When corporate travel booking and management provider TripActions earned "unicorn" status by reaching an investor valuation of $1 billion in November, observers saw not only an affirmation of the company's potential but also a signal that the traditional corporate travel management company model was ripe for disruption. And while other startups may not be fitting themselves for a horn and wings just yet, TMC challengers will shake things up in the year ahead, spurring established providers to rethink their own value proposition.
Travel management's new breed includes TravelBank, Rydoo, TravelPerk, NexTravel, WTMC and a reinvented AmTrav. While specifics vary, these providers emphasize traveler-friendly experiences akin to the consumer side, offering features like artificial intelligence-enhanced online booking tools, robust mobile capabilities, chatbots, live customer support and rewards.

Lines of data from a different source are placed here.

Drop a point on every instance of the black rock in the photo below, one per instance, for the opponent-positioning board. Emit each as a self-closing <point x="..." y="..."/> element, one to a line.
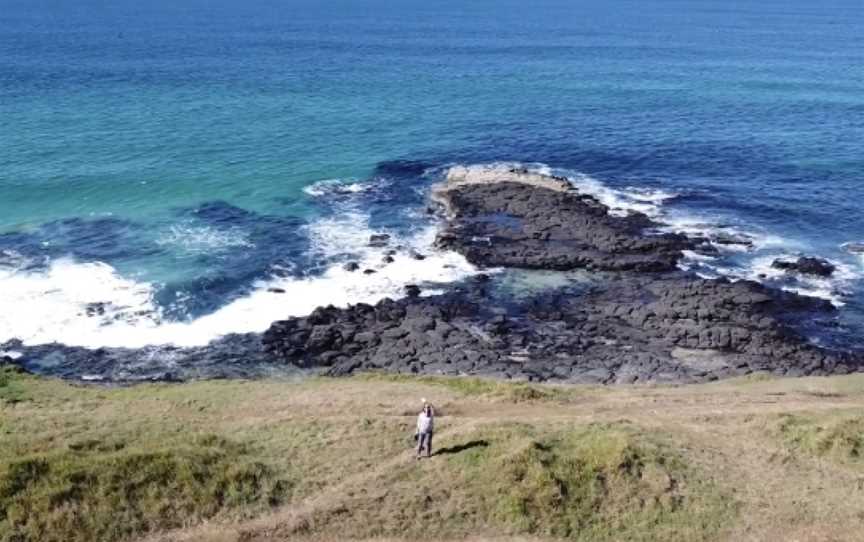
<point x="854" y="247"/>
<point x="807" y="266"/>
<point x="512" y="225"/>
<point x="379" y="240"/>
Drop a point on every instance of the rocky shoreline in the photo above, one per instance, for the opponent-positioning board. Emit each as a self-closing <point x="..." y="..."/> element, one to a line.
<point x="640" y="320"/>
<point x="645" y="322"/>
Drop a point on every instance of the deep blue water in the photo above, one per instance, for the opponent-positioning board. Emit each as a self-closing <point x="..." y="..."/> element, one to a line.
<point x="154" y="156"/>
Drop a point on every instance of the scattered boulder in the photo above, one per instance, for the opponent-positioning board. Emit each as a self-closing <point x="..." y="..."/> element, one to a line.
<point x="96" y="308"/>
<point x="519" y="219"/>
<point x="854" y="247"/>
<point x="379" y="240"/>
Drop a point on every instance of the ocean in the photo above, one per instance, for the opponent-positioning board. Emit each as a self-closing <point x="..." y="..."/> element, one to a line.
<point x="171" y="172"/>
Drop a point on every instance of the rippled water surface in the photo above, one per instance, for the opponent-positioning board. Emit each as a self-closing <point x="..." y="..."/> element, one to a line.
<point x="176" y="163"/>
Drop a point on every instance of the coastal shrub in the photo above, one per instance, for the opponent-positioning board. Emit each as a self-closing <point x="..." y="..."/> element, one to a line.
<point x="96" y="490"/>
<point x="839" y="439"/>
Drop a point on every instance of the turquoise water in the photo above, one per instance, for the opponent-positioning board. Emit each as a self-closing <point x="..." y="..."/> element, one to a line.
<point x="122" y="124"/>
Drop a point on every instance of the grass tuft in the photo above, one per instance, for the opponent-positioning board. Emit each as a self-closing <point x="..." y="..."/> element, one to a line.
<point x="467" y="386"/>
<point x="98" y="490"/>
<point x="840" y="439"/>
<point x="596" y="483"/>
<point x="13" y="385"/>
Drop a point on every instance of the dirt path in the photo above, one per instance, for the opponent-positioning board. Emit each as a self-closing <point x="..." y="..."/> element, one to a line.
<point x="723" y="429"/>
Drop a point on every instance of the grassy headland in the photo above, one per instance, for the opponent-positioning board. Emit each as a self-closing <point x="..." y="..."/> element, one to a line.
<point x="322" y="459"/>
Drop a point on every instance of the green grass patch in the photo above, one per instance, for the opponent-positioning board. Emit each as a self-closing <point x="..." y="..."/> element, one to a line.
<point x="479" y="387"/>
<point x="840" y="438"/>
<point x="597" y="483"/>
<point x="13" y="385"/>
<point x="112" y="490"/>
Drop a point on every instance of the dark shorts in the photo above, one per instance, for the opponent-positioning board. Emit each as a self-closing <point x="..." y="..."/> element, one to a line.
<point x="424" y="440"/>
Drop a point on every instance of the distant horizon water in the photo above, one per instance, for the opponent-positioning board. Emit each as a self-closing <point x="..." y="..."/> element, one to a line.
<point x="165" y="170"/>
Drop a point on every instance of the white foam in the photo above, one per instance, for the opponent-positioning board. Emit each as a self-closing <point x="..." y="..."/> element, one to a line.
<point x="51" y="305"/>
<point x="336" y="186"/>
<point x="620" y="202"/>
<point x="204" y="239"/>
<point x="834" y="288"/>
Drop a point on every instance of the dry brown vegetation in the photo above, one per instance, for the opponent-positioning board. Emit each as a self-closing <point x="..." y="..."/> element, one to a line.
<point x="321" y="459"/>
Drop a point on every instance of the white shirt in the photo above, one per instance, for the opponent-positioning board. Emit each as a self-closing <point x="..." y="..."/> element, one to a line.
<point x="425" y="424"/>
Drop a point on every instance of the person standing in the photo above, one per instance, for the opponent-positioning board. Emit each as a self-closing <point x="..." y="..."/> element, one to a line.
<point x="425" y="427"/>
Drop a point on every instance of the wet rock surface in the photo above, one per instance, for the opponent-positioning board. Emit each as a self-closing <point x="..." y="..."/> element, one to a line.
<point x="805" y="265"/>
<point x="639" y="319"/>
<point x="516" y="225"/>
<point x="632" y="329"/>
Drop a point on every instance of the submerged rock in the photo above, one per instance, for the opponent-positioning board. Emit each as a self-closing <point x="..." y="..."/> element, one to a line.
<point x="819" y="267"/>
<point x="642" y="320"/>
<point x="534" y="221"/>
<point x="379" y="240"/>
<point x="854" y="247"/>
<point x="636" y="329"/>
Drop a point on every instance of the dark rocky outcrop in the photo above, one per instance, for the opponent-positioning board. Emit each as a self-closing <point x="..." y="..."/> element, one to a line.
<point x="819" y="267"/>
<point x="522" y="224"/>
<point x="639" y="319"/>
<point x="645" y="322"/>
<point x="633" y="329"/>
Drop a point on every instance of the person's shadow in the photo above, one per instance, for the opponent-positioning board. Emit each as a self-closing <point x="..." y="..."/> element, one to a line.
<point x="462" y="447"/>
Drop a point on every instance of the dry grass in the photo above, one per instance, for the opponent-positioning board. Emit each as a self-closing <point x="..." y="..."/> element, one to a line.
<point x="751" y="459"/>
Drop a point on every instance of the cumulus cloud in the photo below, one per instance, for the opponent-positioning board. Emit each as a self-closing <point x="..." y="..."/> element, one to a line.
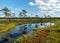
<point x="47" y="6"/>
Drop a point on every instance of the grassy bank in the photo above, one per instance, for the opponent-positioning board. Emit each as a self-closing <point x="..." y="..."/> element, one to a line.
<point x="6" y="27"/>
<point x="45" y="35"/>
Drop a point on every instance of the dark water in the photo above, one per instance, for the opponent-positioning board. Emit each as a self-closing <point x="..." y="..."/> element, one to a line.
<point x="20" y="30"/>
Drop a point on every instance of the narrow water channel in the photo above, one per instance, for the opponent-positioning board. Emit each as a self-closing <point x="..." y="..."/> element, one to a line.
<point x="20" y="30"/>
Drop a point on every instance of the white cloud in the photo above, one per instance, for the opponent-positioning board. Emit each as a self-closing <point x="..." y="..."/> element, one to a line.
<point x="47" y="6"/>
<point x="31" y="3"/>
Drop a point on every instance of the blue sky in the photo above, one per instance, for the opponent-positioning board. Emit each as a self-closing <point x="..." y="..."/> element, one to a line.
<point x="17" y="5"/>
<point x="39" y="7"/>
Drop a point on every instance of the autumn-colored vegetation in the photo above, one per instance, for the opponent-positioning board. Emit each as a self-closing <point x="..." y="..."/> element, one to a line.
<point x="45" y="35"/>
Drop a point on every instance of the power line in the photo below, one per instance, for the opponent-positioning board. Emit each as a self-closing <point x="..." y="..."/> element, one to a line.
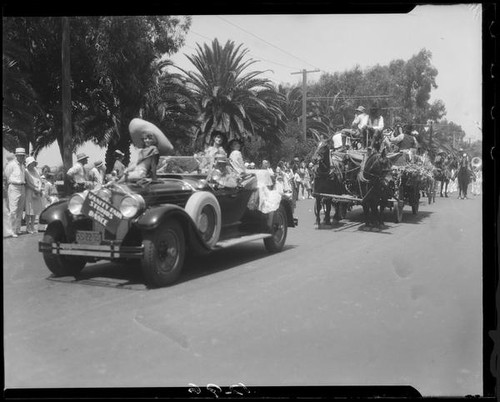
<point x="252" y="54"/>
<point x="268" y="43"/>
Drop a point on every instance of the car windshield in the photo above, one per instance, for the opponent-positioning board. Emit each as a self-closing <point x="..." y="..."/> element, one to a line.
<point x="195" y="165"/>
<point x="182" y="164"/>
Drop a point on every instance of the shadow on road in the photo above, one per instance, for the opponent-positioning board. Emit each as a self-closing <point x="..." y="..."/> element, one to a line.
<point x="129" y="275"/>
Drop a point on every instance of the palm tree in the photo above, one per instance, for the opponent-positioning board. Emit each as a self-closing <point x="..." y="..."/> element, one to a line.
<point x="20" y="106"/>
<point x="170" y="104"/>
<point x="229" y="98"/>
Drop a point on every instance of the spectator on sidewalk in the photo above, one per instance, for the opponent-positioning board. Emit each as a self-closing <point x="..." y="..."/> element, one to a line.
<point x="15" y="174"/>
<point x="33" y="195"/>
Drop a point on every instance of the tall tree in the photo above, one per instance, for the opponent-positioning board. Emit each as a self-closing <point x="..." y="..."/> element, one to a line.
<point x="112" y="68"/>
<point x="231" y="99"/>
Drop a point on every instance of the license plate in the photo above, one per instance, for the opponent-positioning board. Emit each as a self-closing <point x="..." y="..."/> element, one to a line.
<point x="88" y="237"/>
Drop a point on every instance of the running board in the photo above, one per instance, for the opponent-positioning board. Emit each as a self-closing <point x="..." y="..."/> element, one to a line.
<point x="242" y="239"/>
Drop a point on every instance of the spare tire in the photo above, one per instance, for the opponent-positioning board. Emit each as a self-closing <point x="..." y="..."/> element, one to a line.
<point x="204" y="210"/>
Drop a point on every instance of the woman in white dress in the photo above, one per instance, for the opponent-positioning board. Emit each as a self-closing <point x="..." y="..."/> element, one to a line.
<point x="33" y="194"/>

Making the process simple and easy, the thinking goes, encourages business travelers to book in channel and leaves them happier overall with the entire travel experience.
This tech-first model is easier to pull off when serving the smaller, less complex programs these providers currently focus on, but that doesn't mean they're not eyeing bigger fish. TripActions has stressed its intentions to take on TMC heavyweights; CEO Ariel Cohen told BTN last year, "We want to take the market, so our competitors are Amex GBT, BCD, Carlson, Egencia."

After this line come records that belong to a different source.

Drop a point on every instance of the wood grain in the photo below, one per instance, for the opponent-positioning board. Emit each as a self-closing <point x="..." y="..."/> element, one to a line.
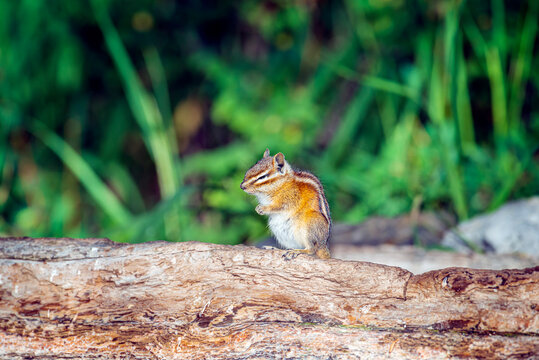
<point x="92" y="298"/>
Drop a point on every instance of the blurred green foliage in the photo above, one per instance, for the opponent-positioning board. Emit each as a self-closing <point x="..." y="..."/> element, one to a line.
<point x="137" y="119"/>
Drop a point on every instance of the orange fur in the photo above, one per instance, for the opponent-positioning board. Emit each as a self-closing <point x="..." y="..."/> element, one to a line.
<point x="295" y="200"/>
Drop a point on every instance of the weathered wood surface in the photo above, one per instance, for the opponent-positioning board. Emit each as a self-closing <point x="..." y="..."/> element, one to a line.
<point x="96" y="299"/>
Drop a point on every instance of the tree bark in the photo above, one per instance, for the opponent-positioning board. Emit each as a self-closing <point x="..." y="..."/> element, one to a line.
<point x="95" y="299"/>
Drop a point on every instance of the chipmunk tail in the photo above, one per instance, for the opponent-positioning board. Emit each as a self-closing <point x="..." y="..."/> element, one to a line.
<point x="323" y="253"/>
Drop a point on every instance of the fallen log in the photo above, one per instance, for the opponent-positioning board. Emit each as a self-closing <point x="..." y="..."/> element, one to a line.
<point x="93" y="298"/>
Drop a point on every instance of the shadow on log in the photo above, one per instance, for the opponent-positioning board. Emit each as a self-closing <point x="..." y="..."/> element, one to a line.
<point x="97" y="299"/>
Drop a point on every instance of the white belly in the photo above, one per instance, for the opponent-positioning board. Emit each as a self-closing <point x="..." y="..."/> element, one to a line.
<point x="281" y="226"/>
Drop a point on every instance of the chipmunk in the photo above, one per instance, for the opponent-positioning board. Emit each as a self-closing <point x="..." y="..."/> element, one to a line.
<point x="295" y="203"/>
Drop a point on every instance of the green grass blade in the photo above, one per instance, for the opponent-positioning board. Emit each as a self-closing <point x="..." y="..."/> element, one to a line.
<point x="101" y="194"/>
<point x="356" y="112"/>
<point x="522" y="63"/>
<point x="146" y="112"/>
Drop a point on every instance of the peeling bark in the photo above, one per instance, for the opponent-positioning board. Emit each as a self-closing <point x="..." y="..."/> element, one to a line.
<point x="97" y="299"/>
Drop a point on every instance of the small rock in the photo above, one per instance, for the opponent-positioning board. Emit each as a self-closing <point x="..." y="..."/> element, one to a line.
<point x="513" y="228"/>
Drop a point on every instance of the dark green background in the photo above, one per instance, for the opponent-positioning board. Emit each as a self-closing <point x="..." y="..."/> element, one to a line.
<point x="137" y="119"/>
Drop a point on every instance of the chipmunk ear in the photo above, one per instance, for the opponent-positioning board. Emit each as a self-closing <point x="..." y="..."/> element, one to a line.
<point x="278" y="160"/>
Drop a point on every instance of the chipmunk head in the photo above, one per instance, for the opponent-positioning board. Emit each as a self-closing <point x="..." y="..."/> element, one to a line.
<point x="266" y="174"/>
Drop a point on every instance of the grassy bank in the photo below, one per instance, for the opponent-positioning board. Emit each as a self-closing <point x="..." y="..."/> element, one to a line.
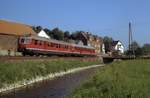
<point x="14" y="71"/>
<point x="124" y="79"/>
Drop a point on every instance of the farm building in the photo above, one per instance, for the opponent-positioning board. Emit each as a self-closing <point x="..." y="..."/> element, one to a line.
<point x="9" y="33"/>
<point x="114" y="46"/>
<point x="91" y="40"/>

Meanwhile, TravelPerk chief commercial officer Jean-Christophe Taunay-Bucalo anticipates an imminent "revolution" in which the new travel booking and management platforms take over for traditional TMCs. Startup accelerators like Plug and Play have latched onto the potential for corporate travel tech disruption, as well, naming browser extension-based booking tool Shep the top startup—among all travel tech, not just corporate—in its Winter 2018 competition. Shep CEO Daniel Senyard told BTN his company is pivoting from pre-travel management clients to enterprise prospects that want to capture out-of-channel bookings TMCs can't reach.

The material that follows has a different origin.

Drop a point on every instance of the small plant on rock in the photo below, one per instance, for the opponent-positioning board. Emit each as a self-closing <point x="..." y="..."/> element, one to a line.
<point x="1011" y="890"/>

Established TMCs may not be quaking in their boots just yet—the top few players still dominate the market, especially for enterprise clients—but they've definitely taken note of the new kids on the block. In November, American Express Global Business Travel inked an exclusive partnership deal with corporate travel management startup Lola to develop what Amex GBT VP of marketing and product strategy Evan Konwiser called "a maniacally traveler-focused" solution. Early last year, BCD Travel launched SolutionSource, a third-party tech marketplace featuring traveler-facing booking and management tools like Freebird and Rocketrip. Meanwhile, CWT has a partnership with Plug and Play to identify and work with young companies, many that originally targeted the consumer sector, providing innovative travel booking and management services.
As TMC challengers gain ground and TMCs themselves adopt more traveler-centric principles, the corporate travel booking and management model is changing at a pace that only will quicken in 2019.